I absolutely value individual liberty more highly. But I disagree that "you
can't have one without violating the other". In fact, I'll argue that
individual liberty is the basis that social justice is built on. I see no way
to have social justice _without_ acknowledging the primacy of individual
liberty as a principle. And that is because to deny us our individual liberty
is to deny us agency, which is the root of our very humanity. And how can we
have social justice in a world were we don't even treat people as human?

That said, our mission statement at Fogbeam makes it clear what things we want
to do, as a company, to try and make the world a better place:

[http://www.fogbeam.com/company.html](http://www.fogbeam.com/company.html)

These are the things we try to do at Fogbeam Labs:

→ Build software and provide services that enable organizations to display
greater “organizational intelligence;” sense, respond and react to their
environment in a more agile manner, and support more adaptive and effective
organizational structures.

→ Democratize access to advanced information processing software by
participating in the development of F/OSS software which can be used freely by
organizations of any size or nature.

→ Give back to the world by participating as an ethical member of the world-
side free-software / open-source software community.
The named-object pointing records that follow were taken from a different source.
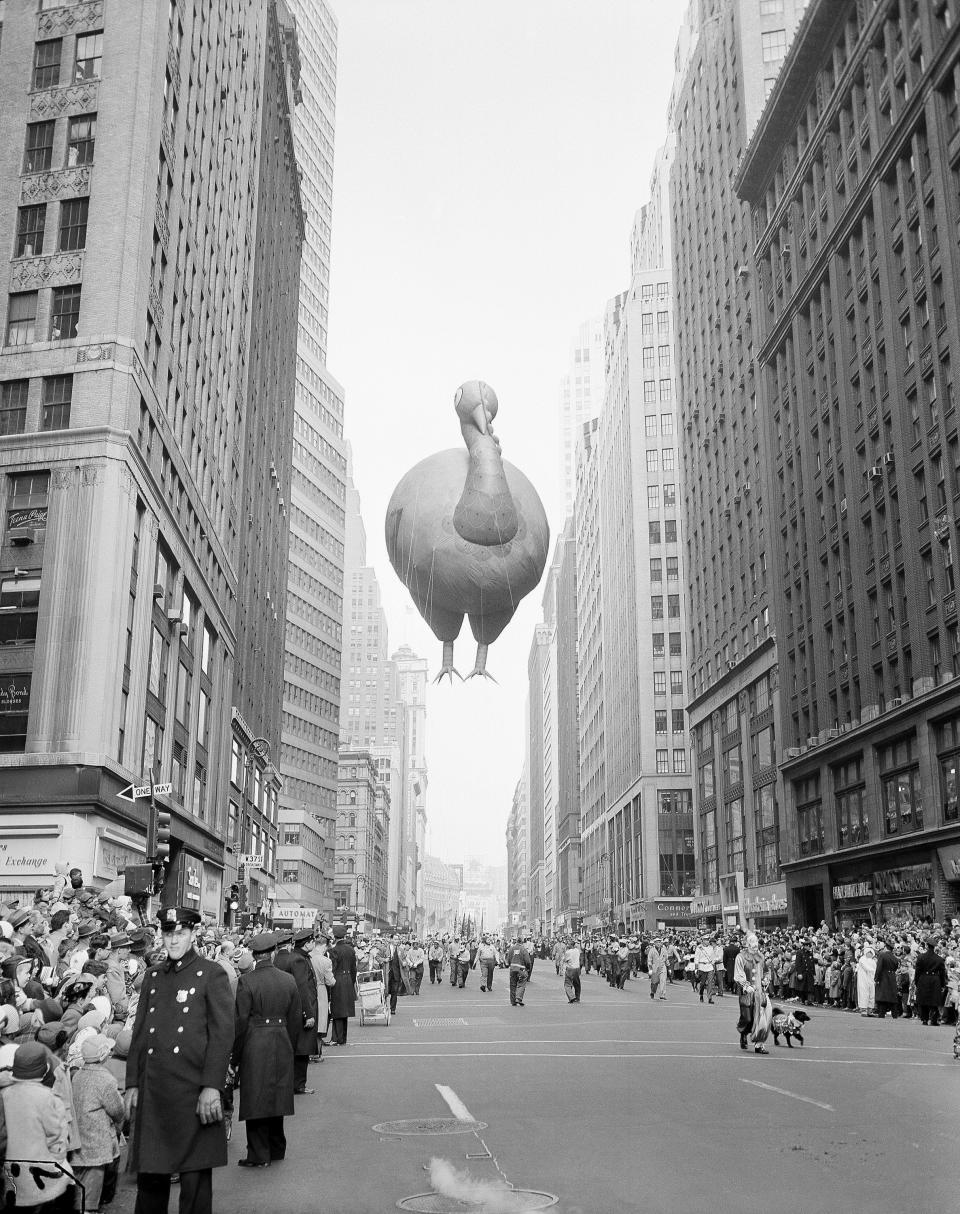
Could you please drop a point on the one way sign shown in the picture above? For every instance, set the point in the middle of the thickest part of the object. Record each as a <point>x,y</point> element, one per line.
<point>137,792</point>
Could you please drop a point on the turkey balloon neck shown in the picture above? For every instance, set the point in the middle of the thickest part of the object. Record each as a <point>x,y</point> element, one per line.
<point>486,512</point>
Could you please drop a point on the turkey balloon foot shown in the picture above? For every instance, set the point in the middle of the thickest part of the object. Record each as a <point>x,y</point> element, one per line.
<point>448,664</point>
<point>480,665</point>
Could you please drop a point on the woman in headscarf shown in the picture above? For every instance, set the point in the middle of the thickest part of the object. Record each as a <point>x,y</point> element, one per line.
<point>865,974</point>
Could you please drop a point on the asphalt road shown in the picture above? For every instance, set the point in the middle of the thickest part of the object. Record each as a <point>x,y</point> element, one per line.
<point>614,1104</point>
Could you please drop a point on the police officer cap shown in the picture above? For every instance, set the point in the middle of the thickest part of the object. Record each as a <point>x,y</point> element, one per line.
<point>263,942</point>
<point>179,917</point>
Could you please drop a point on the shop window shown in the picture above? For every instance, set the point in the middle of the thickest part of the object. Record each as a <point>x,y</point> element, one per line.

→ Create an organization where people dedicated to the advancement of
technology will _want_ to work, will be rewarded for doing well, and will
receive nurture, guidance, and encouragement.

→ Promote entrepreneurship as the best tool available for raising the
standards of living for people worldwide, by sponsoring educational
initiatives and supporting charitable organizations which promote: STEM (
“Science / Technology / Engineering / Math”) education and education on
Economics, Business, and Entrepreneurship.

We favor. . .

→ Transparency and openness... over secrecy and information hiding … in our
relationships with each other, our partners, the F/OSS community, and our
local communities.

→ Critical thinking, logic and reason … over … superstition, blind adherence
to dogma, and groupthink.

→ Respect for the individual and their freedom of choice … over … herd
mentality, conformance for the sake of conformance, and fear of what we
consider different.

→ Courage and the willingness to commit to our principles … over … knee-jerk
reactions, conformance to peer pressure, and compromise of our fundamental
values.

→ The long view and building for the future, while not sacrificing the present
… over … short-sighted compromise of our vision and values in order to achieve
a tactical objective today.

→ Being Good … over … Being Evil.

On a personal level, I'm moderately politically active in terms of supporting
the principles I believe in. I donate money to political parties (mainly the
Libertarian Party) and various advocacy groups: EFF, ACLU, NRA, 2nd Amendment
Foundation, Gun Owners of America, Jews for the Preservation of Firearms
Ownership, Citizens Committee for the Right To Keep and Bear Arms, Grassroots
NC, etc.) and I ran for Lieutenant Governor of NC in 2008 as the Libertarian
nominee. I wasn't elected, for better or for worse.